Pandemic has been really stressful for everyone specially the bread earners of the family. There has been huge drop in people’s income during the pandemic phase. Also, after the pandemic things are reviving but at a slow parameter. This was something that we all expected as no miracle can pick up the falling economy. Things will get on point but with time. Talking about the GDP drop, the government of US saw this coming. There was a sharp decline in GDP approximately 9.5% in the second quarter says Gaurav Mohindra. Many if the businesses closed their doors due to inability to sustain in those conditions. Nothing unexpected came as people were quite a lot mentally prepared for this change.
However, there were several federal relief legislations that has been given by the government which kept households afloat, thereby preventing the economic activity from declining. On the other hand, there was a slight upward trend seen in the personal income during the shutdown, but due to the closure of the factories and businesses, output fall.
Talking about the recovery during the summer the business cycle recovered showcasing a positive energy.

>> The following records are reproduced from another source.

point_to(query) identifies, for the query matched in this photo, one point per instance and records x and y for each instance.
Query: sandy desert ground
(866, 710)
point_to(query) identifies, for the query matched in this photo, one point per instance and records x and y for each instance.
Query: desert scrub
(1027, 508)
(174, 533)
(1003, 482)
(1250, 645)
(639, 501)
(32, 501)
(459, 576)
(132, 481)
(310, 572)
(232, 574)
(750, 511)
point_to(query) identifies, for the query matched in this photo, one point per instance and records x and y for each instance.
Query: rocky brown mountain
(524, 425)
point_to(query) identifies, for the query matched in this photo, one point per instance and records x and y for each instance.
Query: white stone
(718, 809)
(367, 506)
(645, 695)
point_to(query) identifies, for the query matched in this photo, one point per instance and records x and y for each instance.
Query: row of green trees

As during the end of June, retail sales had recovered to 97% which indirectly gave rose household saving rate. All these were the sign of rising demand among consumers as things started to fall in place, so does the business cycle says Gaurav Mohindra.
There was a partial improvement that was seen in the labour markets. But unfortunately, the major problem stands still, unemployment remained high. Economy had opportunities but not much to feed this big population, only one-third of the workers got back their jobs. The summer after pandemic witnessed opening of the factories manufacturing activity climbed rapidly through the summer as factories reopened, recovering the losses of last year.
Still in many parts of world, Businesses are adapting to these new changes but still regional outbreaks are causing disruptions. This may be due to the spike of covid cases in different parts of the world which is making the market sentiments more adverse. However, the hospitals appear to be handling the situation in a better way this is the effect of vaccine drive that this surge in patients are handled well says Gaurav Mohindra. Also, this shows the better understanding of current scenario.
In conclusion what can be seen is all the sectors are recovering but what tops the list is the retail sales and residential real estate. Industries like travel, hospitality and dining, are still not full recovery but are doing well bridging the gap of revenue shortfalls. What has surprised everyone is the not changing and uprising stock market, which was seen major recoveries than past from the second quarters. Indirectly this has given an upsurge to the real estate industry as the investors are gaining well, so they are parking there funds to a safer sector that is the real estate sector.